Faltenpflege für den Mann

Falten machen ein männliches Gesicht erst so richtig interessant? Das stimmt nicht immer - es kommt auf den Mann an. Grundsätzlich aber sieht im Alter doch der besser aus, der sich schon früh der Faltenbekämpfung gewidmet hat. Zumal die Falten der Männer deutlich tiefer sind als die der Frauen. Damit die Haut nicht verschrumpelt, muss sie gut gepflegt werden.

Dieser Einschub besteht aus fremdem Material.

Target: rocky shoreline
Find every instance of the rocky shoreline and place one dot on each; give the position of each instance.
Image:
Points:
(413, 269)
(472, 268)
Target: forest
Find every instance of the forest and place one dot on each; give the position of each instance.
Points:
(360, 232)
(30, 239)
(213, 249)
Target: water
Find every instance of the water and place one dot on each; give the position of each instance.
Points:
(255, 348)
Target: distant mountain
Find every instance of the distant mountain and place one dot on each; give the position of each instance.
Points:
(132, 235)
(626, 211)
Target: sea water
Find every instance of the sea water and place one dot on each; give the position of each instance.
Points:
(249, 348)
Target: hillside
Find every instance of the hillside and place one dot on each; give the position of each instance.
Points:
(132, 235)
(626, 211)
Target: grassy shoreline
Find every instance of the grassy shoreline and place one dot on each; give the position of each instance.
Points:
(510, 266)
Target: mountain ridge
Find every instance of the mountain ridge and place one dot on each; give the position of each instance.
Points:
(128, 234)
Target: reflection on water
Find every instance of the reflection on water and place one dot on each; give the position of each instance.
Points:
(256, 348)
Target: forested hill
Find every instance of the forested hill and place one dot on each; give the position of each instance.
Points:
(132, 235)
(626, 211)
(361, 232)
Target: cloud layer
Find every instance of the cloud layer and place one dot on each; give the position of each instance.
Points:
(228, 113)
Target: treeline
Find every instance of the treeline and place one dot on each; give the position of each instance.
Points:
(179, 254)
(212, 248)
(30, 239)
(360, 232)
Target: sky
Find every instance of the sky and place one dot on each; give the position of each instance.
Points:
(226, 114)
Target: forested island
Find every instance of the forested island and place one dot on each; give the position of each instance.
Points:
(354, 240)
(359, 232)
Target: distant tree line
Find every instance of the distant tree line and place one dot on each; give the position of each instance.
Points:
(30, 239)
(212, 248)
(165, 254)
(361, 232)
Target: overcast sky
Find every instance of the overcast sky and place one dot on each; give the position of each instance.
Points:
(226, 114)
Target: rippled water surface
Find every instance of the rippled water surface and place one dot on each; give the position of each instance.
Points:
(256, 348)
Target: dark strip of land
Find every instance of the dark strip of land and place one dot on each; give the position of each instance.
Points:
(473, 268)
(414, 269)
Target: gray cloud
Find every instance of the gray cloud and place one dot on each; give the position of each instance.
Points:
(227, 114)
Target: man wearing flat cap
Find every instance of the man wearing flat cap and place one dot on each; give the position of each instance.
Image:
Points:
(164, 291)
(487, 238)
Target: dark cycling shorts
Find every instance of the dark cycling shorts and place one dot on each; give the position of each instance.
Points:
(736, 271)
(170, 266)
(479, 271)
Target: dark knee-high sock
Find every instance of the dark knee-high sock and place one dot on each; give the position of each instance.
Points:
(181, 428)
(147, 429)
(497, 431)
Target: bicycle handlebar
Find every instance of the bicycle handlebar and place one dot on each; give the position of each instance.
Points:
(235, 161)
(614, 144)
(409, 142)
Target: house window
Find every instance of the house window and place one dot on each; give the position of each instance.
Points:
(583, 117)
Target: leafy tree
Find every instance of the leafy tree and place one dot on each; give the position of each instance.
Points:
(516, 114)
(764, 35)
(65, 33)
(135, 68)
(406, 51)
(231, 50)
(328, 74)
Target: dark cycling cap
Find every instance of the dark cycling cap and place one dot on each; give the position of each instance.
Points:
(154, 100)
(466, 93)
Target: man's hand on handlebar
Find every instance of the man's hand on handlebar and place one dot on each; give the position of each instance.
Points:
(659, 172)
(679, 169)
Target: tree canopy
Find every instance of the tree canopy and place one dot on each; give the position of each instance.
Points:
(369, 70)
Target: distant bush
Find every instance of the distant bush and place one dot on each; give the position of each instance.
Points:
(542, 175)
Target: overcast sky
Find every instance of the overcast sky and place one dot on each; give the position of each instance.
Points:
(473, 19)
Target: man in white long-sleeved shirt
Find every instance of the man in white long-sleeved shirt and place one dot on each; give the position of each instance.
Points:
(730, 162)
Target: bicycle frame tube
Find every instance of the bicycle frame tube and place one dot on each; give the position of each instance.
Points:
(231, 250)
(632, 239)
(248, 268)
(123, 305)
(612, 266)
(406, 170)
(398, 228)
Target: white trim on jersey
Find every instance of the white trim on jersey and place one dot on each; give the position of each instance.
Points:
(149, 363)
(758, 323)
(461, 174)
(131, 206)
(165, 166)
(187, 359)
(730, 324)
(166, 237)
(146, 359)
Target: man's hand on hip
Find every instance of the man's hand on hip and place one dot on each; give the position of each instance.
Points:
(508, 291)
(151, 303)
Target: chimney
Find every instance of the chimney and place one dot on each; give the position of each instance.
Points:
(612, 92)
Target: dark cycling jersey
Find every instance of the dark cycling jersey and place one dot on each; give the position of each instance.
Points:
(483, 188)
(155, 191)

Einen Vorteil haben Männer. Sie bekommen später Falten als Frauen. Denn ihre Haut kann besser als die weibliche Epidermis Wasser binden. Außerdem sind das Bindegewebe und die hautnahe Muskulatur fester, die Neigung zu Fettdepots ist geringer. Dank der vermehrten Fettung ist die Haut auf natürliche Weise glatter, zugleich aber auch großporiger. Der Cremetiegel der Partnerin ist aufgrund dieser Unterschiede tabu.

Männer sollten Pflegeprodukte nutzen, die viel Feuchtigkeit spenden und wenig Fett enthalten. Sehr wirksam sind spezifische Peptide, die körpereigene Mechanismen beeinflussen und die Haut von innen heraus wieder aufbauen. Gut sind Inhaltsstoffe, die die Zellen unterstützen wie beispielsweise Q10. Dieses Coenzym revitalisiert und stärkt beanspruchte Haut und versorgt die Hautzellen mit Energie.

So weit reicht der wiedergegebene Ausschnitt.